Въ этомъ пожеланiи мнe почудилась скрытая иронiя... Я налилъ себe кружку кипятку, подумалъ и сказалъ:
– - Особеннаго удовольствiя не видать... Работы будетъ до чорта...
– - Да, а все же -- хоть на людей посмотрите...
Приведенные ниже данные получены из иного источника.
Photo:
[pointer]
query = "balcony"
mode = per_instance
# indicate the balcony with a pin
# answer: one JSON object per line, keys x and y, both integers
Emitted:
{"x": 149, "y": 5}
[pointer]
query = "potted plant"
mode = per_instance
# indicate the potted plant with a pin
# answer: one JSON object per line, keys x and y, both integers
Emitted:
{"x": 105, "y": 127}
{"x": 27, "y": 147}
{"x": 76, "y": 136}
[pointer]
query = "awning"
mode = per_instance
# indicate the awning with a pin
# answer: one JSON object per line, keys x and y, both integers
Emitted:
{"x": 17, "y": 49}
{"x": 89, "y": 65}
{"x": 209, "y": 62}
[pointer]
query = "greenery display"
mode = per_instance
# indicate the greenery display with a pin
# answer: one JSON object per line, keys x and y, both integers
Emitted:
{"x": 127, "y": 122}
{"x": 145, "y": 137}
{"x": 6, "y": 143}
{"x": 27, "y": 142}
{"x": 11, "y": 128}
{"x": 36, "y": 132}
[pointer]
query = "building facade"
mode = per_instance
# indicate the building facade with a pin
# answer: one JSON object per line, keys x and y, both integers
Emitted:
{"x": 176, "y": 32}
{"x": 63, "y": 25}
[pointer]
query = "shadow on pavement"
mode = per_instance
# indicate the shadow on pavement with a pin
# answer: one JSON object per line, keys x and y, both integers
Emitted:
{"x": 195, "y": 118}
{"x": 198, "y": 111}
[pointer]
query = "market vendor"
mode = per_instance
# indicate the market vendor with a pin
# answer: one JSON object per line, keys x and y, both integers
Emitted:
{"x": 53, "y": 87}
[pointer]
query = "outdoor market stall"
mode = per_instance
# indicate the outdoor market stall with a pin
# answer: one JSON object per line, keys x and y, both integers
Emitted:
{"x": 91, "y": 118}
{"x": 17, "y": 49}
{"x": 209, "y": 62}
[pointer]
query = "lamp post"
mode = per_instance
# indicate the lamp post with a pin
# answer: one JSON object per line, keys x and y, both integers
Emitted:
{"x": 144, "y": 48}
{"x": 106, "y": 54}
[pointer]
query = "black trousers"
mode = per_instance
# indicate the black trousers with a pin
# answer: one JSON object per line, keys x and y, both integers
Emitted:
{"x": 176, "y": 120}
И потомъ безъ всякой логической связи:
– - А хорошiй парнишка, вашъ Юра-то... Вы все-таки поглянывайте, какъ бы его тутъ не спортили... Жалко будетъ парня... Хотя, какъ вы съ Успенскимъ знакомые -- его, должно, скоро выпустятъ... {458}
Я хлебалъ кипятокъ и однимъ уголкомъ глаза тщательно прощупывалъ игру каждаго мускула на дубоватомъ лицe старосты... Нeтъ, ничего подозрительнаго. А на такомъ лицe все-таки было бы замeтно... О Юрe же онъ говоритъ такъ, на всякiй случай, чтобы сдeлать прiятное человeку, который "знакомый" съ самимъ Успенскимъ... Поболтали еще. До моего выхода остается еще три часа -- самые долгiе три часа въ моей жизни...
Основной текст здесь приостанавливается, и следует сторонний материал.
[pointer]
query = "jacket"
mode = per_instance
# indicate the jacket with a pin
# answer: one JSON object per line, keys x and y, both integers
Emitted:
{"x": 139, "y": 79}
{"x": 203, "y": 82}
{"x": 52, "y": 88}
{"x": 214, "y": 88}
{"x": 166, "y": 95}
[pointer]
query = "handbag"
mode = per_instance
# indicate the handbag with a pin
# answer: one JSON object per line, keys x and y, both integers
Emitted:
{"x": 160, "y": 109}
Упорно и навязчиво въ голову лeзли мысли о какомъ-то таинственномъ дядe, который сидитъ гдe-то въ дебряхъ третьяго отдeла, видитъ всe наши ухищренiя, "какъ сквозь стеклышко", и даетъ намъ время и возможность для коллекцiонированiя всeхъ необходимыхъ ему уликъ... Можетъ быть, когда я получалъ свою параллельную командировку на югъ, дядя позвонилъ въ Адмотдeлъ и сказалъ: "выписывайте, пущай eдетъ"... И поставилъ у нашего тайника вохровскiй секретъ...
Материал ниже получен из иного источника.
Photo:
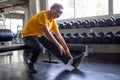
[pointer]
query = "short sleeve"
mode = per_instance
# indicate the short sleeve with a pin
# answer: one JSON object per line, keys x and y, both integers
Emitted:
{"x": 41, "y": 18}
{"x": 55, "y": 26}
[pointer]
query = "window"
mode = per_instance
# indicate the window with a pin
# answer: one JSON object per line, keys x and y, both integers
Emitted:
{"x": 86, "y": 8}
{"x": 68, "y": 8}
{"x": 116, "y": 6}
{"x": 14, "y": 24}
{"x": 82, "y": 8}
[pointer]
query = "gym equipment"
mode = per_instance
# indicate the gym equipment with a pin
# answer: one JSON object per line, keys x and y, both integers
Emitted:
{"x": 109, "y": 22}
{"x": 118, "y": 32}
{"x": 107, "y": 39}
{"x": 116, "y": 39}
{"x": 89, "y": 39}
{"x": 61, "y": 25}
{"x": 117, "y": 21}
{"x": 101, "y": 23}
{"x": 6, "y": 35}
{"x": 84, "y": 24}
{"x": 78, "y": 38}
{"x": 93, "y": 23}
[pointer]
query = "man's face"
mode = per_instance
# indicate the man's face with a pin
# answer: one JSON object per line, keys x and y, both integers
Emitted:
{"x": 57, "y": 12}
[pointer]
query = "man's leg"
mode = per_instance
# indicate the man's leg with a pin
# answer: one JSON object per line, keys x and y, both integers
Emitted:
{"x": 34, "y": 51}
{"x": 53, "y": 49}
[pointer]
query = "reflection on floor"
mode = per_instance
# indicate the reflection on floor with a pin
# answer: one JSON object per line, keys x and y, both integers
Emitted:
{"x": 12, "y": 68}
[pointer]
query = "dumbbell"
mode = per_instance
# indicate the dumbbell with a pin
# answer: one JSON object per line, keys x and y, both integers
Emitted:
{"x": 107, "y": 39}
{"x": 93, "y": 23}
{"x": 88, "y": 39}
{"x": 109, "y": 22}
{"x": 97, "y": 39}
{"x": 101, "y": 23}
{"x": 116, "y": 38}
{"x": 70, "y": 38}
{"x": 117, "y": 21}
{"x": 79, "y": 38}
{"x": 6, "y": 35}
{"x": 85, "y": 24}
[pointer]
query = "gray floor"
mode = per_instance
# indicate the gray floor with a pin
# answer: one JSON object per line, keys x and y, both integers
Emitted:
{"x": 13, "y": 68}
Для того, чтобы отвязаться отъ этихъ мыслей, и для того, чтобы сдeлать всe возможныя попытки обойти этого дядю, буде онъ существовалъ въ реальности, я набросалъ двe маленькiя статейки о спартакiадe въ "Перековку" и въ лагерную радiо-газету, занесъ ихъ, поболталъ со Смирновымъ, далъ ему нeсколько газетно-отеческихъ совeтовъ, получилъ нeсколько порученiй въ Мурманскъ, Сегежу и Кемь и -- что было совсeмъ ужъ неожиданно -- получилъ также и авансъ въ 35 рублей въ счетъ гонораровъ за выполненiе этихъ порученiй... Это были послeднiя совeтскiя деньги, которыя я получилъ въ своей жизни и на нихъ сдeлалъ свои послeднiя совeтскiя покупки: два килограмма сахара и три пачки махорки. Полтинникъ еще остался...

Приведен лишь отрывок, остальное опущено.